Уильяма Портера терзала страшная болезнь, и дочь постоянно находилась теперь рядом с ним. Только иногда, когда становилось совсем невмоготу и хотелось выплакаться в одиночестве, она прибегала к помощи соседки.
Пожилая женщина готова была присматривать за отцом Николь безо всякой платы: ведь они прожили рядом несколько лет и всегда хорошо относились друг к другу. Уильям даже иногда подстригал соседке газон.
Но Николь не могла позволить миссис Нортон бескорыстно помогать ей. Финансовые дела соседки были не так уж хороши. К тому же ее дочь Джину недавно бросил муж, и теперь миссис Нортон приходилось заботиться не только о себе, но и о дочери, и о маленьком внуке.

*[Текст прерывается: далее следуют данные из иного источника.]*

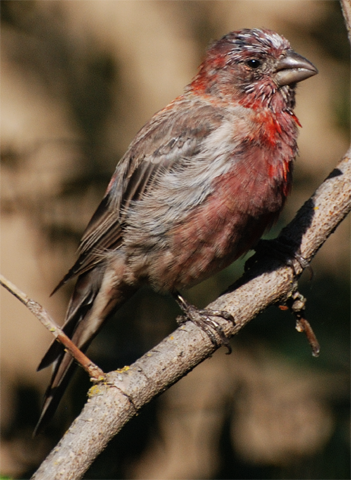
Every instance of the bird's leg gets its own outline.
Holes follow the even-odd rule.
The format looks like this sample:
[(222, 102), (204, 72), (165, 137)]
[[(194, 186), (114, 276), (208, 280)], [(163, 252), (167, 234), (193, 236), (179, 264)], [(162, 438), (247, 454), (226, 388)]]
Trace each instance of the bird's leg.
[(213, 345), (218, 347), (220, 344), (216, 338), (216, 334), (220, 337), (221, 345), (224, 345), (228, 349), (228, 354), (231, 353), (232, 349), (229, 343), (229, 339), (226, 337), (223, 332), (222, 327), (216, 322), (212, 317), (221, 317), (225, 320), (228, 320), (232, 323), (235, 323), (233, 315), (224, 311), (224, 310), (209, 310), (209, 309), (198, 309), (194, 305), (191, 305), (185, 300), (185, 298), (180, 295), (179, 292), (174, 294), (174, 298), (178, 303), (179, 307), (183, 310), (184, 315), (177, 317), (177, 322), (179, 324), (184, 323), (186, 320), (190, 320), (200, 327), (210, 338)]
[(254, 250), (256, 254), (247, 260), (245, 270), (249, 270), (261, 255), (268, 254), (271, 257), (278, 258), (293, 269), (293, 261), (296, 260), (303, 270), (307, 269), (310, 272), (311, 279), (313, 278), (313, 270), (310, 263), (302, 255), (296, 252), (295, 246), (285, 237), (279, 237), (272, 240), (261, 239), (254, 247)]

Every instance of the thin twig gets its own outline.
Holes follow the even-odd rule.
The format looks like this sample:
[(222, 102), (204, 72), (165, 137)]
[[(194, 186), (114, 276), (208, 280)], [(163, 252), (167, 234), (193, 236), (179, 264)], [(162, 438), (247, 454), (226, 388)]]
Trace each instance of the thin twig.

Всю прошлую ночь Николь просидела у постели отца, которому три дня назад стало совсем плохо. Конец был уже близок — это мог сказать даже неспециалист в медицине. Однако вопреки очевидному Николь продолжала уверять больного, что тот вскоре поправится. Отец не верил дочери, но и не спорил с ней, поскольку не хотел еще больше ее расстраивать. День ото дня он все больше слабел и таял буквально на глазах. Николь измучилась смотреть на его страдания и была близка к отчаянию.
Наступил момент, когда она могла разрыдаться прямо у постели отца. Ей просто необходима была краткая передышка. Поэтому она с благодарностью приняла предложение миссис Нортон отпустить ее на сутки. Завтра утром они истекали. Николь должна была вернуться домой до полудня и надеялась, что это ей удастся.